Durante los dos meses de discusión sobre la cuestión de los sindicatos (invierno de 1920-21)[4], Stalin y Zinoviev intentaron nuevamente hacer correr rumores sobre el pasado no-bolchevique de Trotsky. En respuesta, los dirigentes más impetuosos del campo opuesto, recordaron a Zinoviev su conducta durante la insurrección de Octubre. Repensando todo esto en su lecho de muerte, y preguntándose acerca de si se cristalizarían las relaciones sin él en el partido, Lenin no podía dejar de prever que Stalin y Zinoviev procurarían utilizar mi pasado no-bolchevique para movilizar a los viejos bolcheviques contra mí. El testamento se esfuerza, entre otras cosas, también por prevenir este peligro. He aquí lo que dice inmediatamente después de su caracterización de Stalin y Trotsky: «No caracterizaré a los demás miembros del Comité Central por lo que respecta a sus cualidades personales. Únicamente recordaré que el episodio de Octubre de Zinoviev y Kamenev no fue, en modo alguno casual pero que, al igual que el no-bolchevismo de Trotsky, no debe utilizarse como un reproche personal». Esta advertencia de que el episodio de Octubre no fue casual persigue un propósito claramente definido: advertir al partido que en circunstancias críticas Zinoviev y Kamenev podían demostrar de nuevo carencia de firmeza. Esta advertencia no se relaciona, sin embargo, con la observación acerca de Trotsky. En cuanto a mí, sencillamente recomienda no usar mi pasado no-bolchevique como un argumento ad hominem. Por ello es que yo no tenía motivos para formular la pregunta que Radek me atribuye. La hipótesis de Ludwig según la cual mi corazón «detuvo sus latidos» también se desploma por falta de base. El testamento, escrito para guiar el trabajo partidario, no me creaba la menor dificultad.

Como veremos más adelante, perseguía un propósito exactamente opuesto.

LAS RELACIONES MUTUAS ENTRE STALIN Y TROTSKY

El tema central del testamento, que ocupa dos páginas escritas a máquina, está dedicado a la caracterización de las relaciones mutuas entre Stalin y Trotsky, «los dos dirigentes más capacitados del presente Comité Central». Habiendo subrayado las «excepcionales capacidades» de Trotsky («el hombre más capaz del actual Comité Central»), Lenin señala inmediatamente sus rasgos adversos: «excesiva confianza en sí mismo» y «propensión a dar un lugar excesivo al aspecto administrativo de las cosas». Por serias que en sí mismas puedan ser las faltas señaladas —subrayo al pasar— no tienen relación alguna con la «subestimación de los campesinos» o la «carencia de confianza en las fuerzas internas de la revolución», o cualquiera otra invención de los epígonos en los últimos años.

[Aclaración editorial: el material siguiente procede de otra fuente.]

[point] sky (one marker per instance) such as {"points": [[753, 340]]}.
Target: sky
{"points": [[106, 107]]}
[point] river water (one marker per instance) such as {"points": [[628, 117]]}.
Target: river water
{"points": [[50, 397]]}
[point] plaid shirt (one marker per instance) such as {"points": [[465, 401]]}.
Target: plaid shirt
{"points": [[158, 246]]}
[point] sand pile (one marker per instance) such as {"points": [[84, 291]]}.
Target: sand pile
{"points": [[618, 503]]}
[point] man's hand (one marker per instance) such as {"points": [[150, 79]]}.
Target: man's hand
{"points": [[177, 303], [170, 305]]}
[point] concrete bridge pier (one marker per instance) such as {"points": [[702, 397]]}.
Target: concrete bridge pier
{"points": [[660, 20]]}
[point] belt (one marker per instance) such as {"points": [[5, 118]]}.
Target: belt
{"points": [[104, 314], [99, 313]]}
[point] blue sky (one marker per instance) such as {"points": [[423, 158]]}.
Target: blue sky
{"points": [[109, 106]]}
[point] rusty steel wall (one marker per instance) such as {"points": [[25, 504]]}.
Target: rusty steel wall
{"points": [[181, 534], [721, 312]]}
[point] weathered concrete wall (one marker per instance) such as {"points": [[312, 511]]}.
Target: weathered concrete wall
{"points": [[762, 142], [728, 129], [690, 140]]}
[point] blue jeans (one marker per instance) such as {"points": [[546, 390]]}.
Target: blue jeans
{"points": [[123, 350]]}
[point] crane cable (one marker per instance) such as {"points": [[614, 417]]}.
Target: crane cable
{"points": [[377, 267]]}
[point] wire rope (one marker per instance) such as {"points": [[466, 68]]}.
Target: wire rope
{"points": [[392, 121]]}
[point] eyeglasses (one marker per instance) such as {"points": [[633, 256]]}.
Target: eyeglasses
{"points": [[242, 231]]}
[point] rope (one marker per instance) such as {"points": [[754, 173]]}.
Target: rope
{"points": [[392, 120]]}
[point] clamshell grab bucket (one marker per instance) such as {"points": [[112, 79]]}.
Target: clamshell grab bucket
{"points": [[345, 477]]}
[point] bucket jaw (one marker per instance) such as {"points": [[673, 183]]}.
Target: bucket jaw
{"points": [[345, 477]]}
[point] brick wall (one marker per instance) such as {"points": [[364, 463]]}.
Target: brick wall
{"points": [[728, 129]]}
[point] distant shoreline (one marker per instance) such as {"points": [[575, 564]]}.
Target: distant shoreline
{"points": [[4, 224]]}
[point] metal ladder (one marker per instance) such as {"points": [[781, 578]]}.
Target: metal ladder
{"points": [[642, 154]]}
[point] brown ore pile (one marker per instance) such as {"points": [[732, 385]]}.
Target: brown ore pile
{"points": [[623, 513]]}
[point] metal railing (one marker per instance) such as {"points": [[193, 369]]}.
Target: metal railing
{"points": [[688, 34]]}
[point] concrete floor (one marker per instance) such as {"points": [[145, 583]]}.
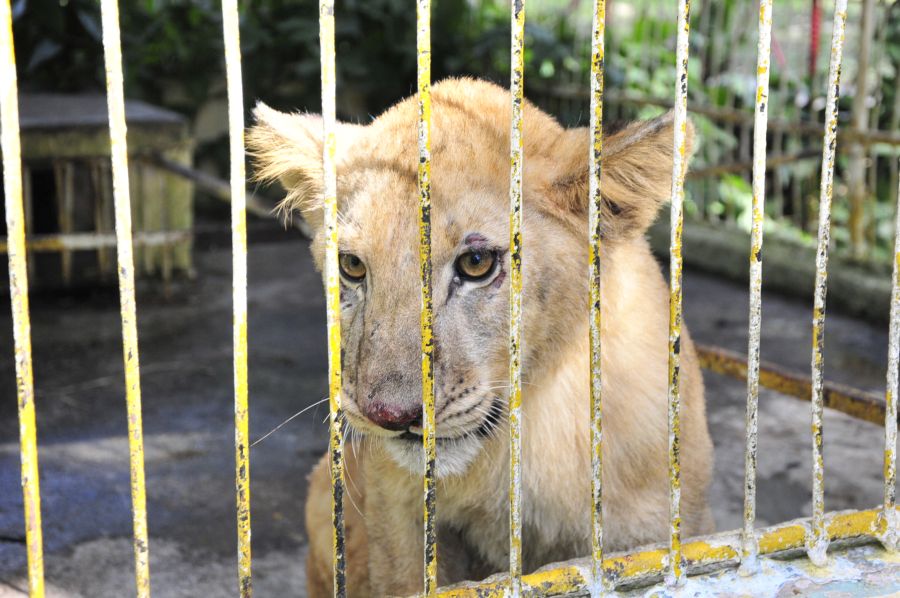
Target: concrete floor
{"points": [[186, 377]]}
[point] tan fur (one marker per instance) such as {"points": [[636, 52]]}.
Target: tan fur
{"points": [[377, 194]]}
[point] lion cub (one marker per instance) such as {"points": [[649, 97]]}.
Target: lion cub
{"points": [[378, 195]]}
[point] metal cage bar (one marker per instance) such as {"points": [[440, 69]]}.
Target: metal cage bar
{"points": [[332, 290], [749, 547], [517, 92], [594, 274], [423, 50], [889, 526], [649, 564], [817, 542], [112, 52], [679, 165], [231, 33], [18, 290]]}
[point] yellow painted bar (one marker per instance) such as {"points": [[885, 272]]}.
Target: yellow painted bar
{"points": [[646, 565], [18, 291], [817, 542], [595, 205], [423, 50], [332, 290], [112, 52], [749, 548], [679, 164], [517, 93], [231, 32], [890, 524]]}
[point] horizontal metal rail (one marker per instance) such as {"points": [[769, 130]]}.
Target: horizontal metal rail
{"points": [[854, 402], [701, 555], [54, 243]]}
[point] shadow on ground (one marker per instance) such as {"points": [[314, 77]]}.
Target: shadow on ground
{"points": [[185, 344]]}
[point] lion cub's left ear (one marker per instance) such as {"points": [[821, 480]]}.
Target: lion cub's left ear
{"points": [[288, 148], [636, 176]]}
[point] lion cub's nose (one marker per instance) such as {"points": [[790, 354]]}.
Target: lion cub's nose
{"points": [[393, 417]]}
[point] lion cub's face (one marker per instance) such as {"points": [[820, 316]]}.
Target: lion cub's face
{"points": [[379, 258]]}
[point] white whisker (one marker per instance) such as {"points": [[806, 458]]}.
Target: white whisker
{"points": [[282, 424]]}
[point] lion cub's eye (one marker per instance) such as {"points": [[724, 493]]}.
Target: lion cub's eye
{"points": [[476, 265], [352, 268]]}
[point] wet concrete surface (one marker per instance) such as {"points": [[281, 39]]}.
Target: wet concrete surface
{"points": [[185, 343]]}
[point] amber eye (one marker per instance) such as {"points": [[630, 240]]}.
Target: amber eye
{"points": [[352, 268], [476, 265]]}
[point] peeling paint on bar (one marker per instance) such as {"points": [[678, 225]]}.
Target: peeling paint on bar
{"points": [[817, 541], [889, 525], [423, 50], [231, 31], [332, 291], [112, 52], [679, 163], [517, 84], [749, 547], [649, 565], [856, 403], [18, 291], [596, 200]]}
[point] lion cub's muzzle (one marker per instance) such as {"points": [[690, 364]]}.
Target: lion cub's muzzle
{"points": [[395, 418]]}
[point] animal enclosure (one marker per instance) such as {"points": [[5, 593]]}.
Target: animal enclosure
{"points": [[600, 571]]}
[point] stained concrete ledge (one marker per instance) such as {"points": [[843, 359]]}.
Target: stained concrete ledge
{"points": [[854, 289]]}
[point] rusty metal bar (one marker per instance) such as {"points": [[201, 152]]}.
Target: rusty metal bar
{"points": [[866, 137], [679, 163], [598, 35], [701, 555], [18, 292], [749, 547], [817, 542], [231, 33], [423, 51], [890, 524], [112, 52], [854, 402], [332, 291], [517, 89]]}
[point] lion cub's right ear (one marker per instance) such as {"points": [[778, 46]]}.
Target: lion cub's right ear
{"points": [[288, 148]]}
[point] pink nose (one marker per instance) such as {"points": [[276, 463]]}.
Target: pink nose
{"points": [[393, 417]]}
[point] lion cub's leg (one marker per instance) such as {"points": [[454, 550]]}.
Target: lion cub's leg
{"points": [[318, 528]]}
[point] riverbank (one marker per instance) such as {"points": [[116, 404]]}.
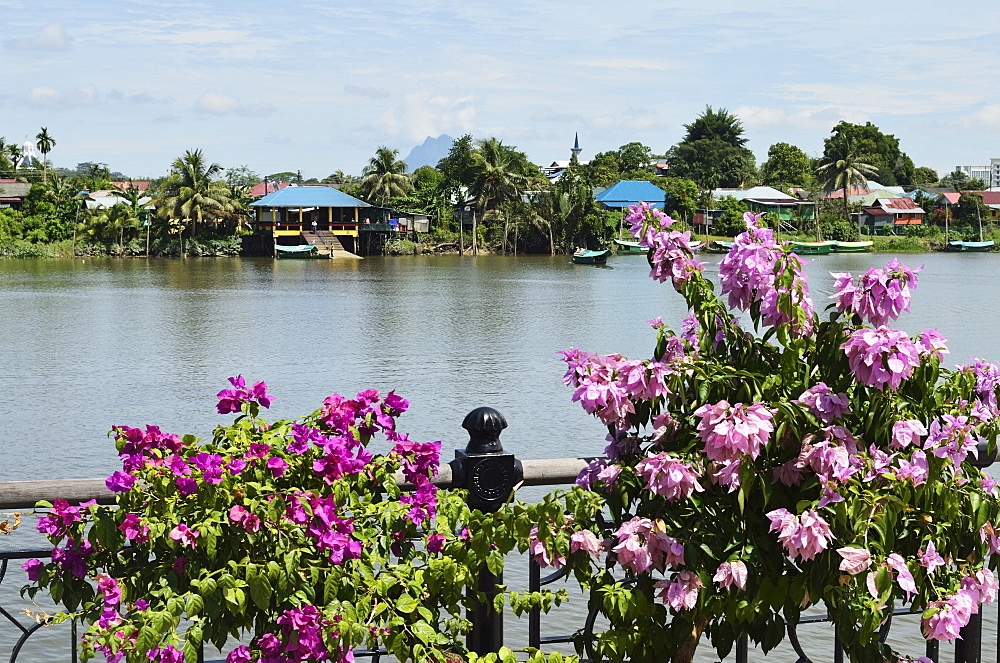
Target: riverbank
{"points": [[232, 247]]}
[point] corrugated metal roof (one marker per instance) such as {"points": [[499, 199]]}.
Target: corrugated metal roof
{"points": [[630, 192], [309, 196], [757, 192]]}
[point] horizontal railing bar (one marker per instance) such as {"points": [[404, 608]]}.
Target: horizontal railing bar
{"points": [[25, 494]]}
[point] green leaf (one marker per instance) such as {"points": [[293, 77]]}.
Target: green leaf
{"points": [[260, 591], [406, 603], [425, 632], [194, 605]]}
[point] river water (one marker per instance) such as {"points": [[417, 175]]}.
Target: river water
{"points": [[87, 344]]}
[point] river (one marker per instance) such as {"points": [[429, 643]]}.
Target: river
{"points": [[87, 344]]}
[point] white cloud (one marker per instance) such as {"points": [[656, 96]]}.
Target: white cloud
{"points": [[370, 92], [601, 122], [555, 117], [819, 118], [47, 97], [986, 118], [423, 114], [52, 37], [214, 103]]}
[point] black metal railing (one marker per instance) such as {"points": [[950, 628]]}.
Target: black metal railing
{"points": [[491, 475]]}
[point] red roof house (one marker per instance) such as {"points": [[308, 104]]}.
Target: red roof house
{"points": [[892, 212]]}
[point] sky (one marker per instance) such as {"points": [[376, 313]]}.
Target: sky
{"points": [[318, 86]]}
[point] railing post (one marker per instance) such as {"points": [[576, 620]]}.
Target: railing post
{"points": [[968, 648], [490, 475]]}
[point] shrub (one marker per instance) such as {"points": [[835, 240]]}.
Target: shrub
{"points": [[823, 460]]}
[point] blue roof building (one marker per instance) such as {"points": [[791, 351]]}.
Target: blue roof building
{"points": [[318, 215], [631, 192]]}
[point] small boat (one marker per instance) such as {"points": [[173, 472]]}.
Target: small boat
{"points": [[718, 246], [626, 247], [300, 251], [812, 248], [588, 257], [852, 247], [975, 247]]}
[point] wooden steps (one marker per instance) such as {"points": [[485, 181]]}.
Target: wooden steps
{"points": [[327, 243]]}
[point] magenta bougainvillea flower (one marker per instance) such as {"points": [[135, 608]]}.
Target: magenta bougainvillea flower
{"points": [[232, 400], [802, 536]]}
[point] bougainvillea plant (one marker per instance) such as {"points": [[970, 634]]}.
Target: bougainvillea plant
{"points": [[813, 460], [291, 537]]}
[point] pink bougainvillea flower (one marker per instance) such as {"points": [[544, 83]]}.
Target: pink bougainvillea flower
{"points": [[982, 585], [668, 476], [905, 433], [730, 431], [854, 560], [904, 578], [824, 404], [881, 357], [951, 615], [681, 593], [879, 295], [587, 541], [802, 536], [731, 573]]}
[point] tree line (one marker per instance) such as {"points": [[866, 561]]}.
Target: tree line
{"points": [[484, 187]]}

Por otra parte, Lenin escribió: «Al convertirse en secretario general el camarada Stalin ha concentrado en sus manos un poder enorme y no estoy convencido que sepa emplearlo siempre con la suficiente prudencia».

No se trata aquí de la influencia política de Stalin, que en ese período era insignificante, sino del poder administrativo que había concentrado en sus manos «al convertirse en secretario general». Es ésta una fórmula muy exacta y sabiamente examinada: volveremos a referirnos a ella.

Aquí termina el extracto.